On Olive Films Signature Blu-ray: Ford, Wayne, and O'Hara United for the First Time in Rio Grande (1950)

Rio Grande (1950) marks an interesting point in the careers of both director John Ford and star John Wayne. It was a time when the men were maturing into their later careers, where they would both try variations on their well-established images. It’s the last film of Ford’s loosely arranged cavalry trilogy (including Fort Apache [1948] and She Wore a Yellow Ribbon [1949]). It wasn’t a work of great consequence for Ford, and he felt the cavalry milieu was played out, but he couldn’t help lending his magic to even a tale as well-worn as this one. In a new features-packed Olive Signature Blu-ray release of the film, I had the opportunity to go a little deeper into the production of the film and appreciate its complexities. 

This was the first film of the legendary five film screen partnership between Wayne and Maureen O’Hara (they’d both already signed for The Quiet Man [1952], but hadn’t started production), and from the beginning their chemistry was profound. They play an estranged husband and wife: Wayne is Captain Kirby, who leads his men at an isolated cavalry outpost, O’Hara comes to him after a long separation, because her son (Claude Jarman Jr.) has enlisted after failing to make the grade in school and she worries for his safety. 

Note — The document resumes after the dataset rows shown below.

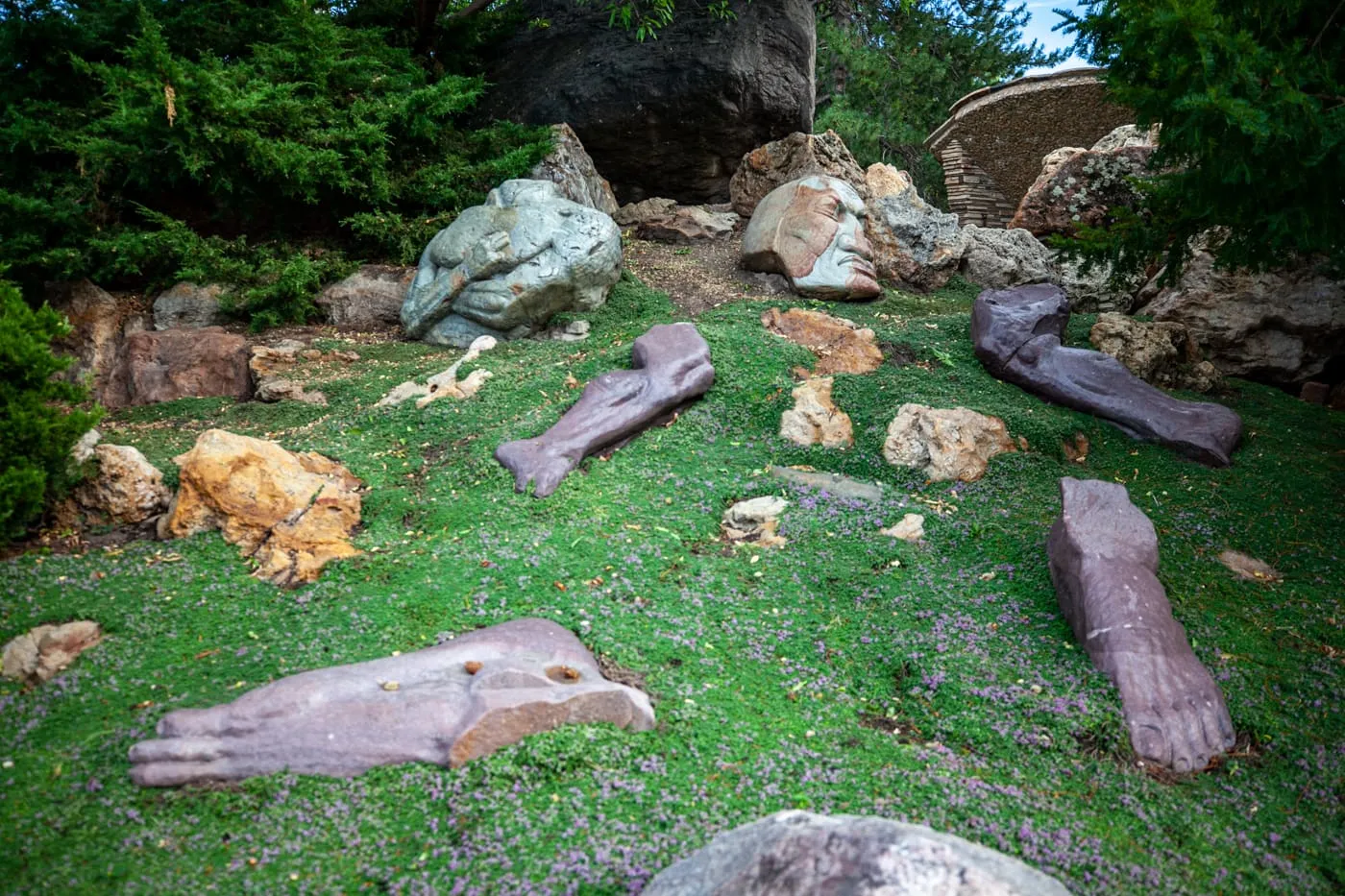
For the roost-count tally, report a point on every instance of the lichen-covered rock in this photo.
(291, 513)
(571, 168)
(840, 345)
(1278, 326)
(914, 242)
(945, 444)
(165, 365)
(369, 298)
(37, 655)
(127, 489)
(190, 305)
(507, 267)
(1162, 354)
(796, 853)
(755, 521)
(997, 258)
(1082, 191)
(794, 157)
(816, 420)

The family drama is the heart of the film, while the action comes from the threatened attack of hostile Apaches who force the soldiers to attempt to escort the women and children at the base to a safer location. Even understanding the different mindset at the time the film was made, I still struggle with the way the Native people here are portrayed as faceless and vicious. That said, my perception of these characters was forever changed when I interviewed former child actress Karolyn Grimes several years ago (she’s the one that says “Uncle Timmy” and rings the church bell). She remembered being fascinated by how indigenous actors loved playing cards and drinking soda pop between takes. 

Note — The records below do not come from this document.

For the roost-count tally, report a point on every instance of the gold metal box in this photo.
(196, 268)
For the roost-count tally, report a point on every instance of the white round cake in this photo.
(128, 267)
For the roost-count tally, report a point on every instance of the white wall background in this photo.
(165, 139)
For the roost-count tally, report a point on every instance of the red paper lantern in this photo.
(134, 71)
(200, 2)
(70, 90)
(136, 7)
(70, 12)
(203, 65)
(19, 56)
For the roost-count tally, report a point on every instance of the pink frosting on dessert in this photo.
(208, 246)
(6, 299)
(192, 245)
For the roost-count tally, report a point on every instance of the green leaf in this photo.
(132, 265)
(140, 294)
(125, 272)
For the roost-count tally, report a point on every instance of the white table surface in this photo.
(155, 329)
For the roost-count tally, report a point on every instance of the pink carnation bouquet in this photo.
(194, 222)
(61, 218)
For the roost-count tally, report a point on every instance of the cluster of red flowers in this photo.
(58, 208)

As a sort of seasoning to these sequences, there are also several cowboy-tinged musical interludes by the Sons of Pioneers group, beautiful location shooting in the Moab, Utah setting in the Professor Valley, and an astonishing scene of stunt riding featuring Ford regulars Ben Johnson and Harry Carey Jr. The latter is a remarkable sequence in which the men leap up to stand on top of two horses, a foot on each, and ride them chariot style, even clearing a six foot jump (in an interview included in the special features, Johnson is nonchalant about the dangerous stunt, saying he had a great foothold). As a counterbalance to this athletic show stopping, Victor McLaglen is reliably cheerful and crusty as a sergeant who could probably be cut entirely out of the film, but what would a Ford western be without him? 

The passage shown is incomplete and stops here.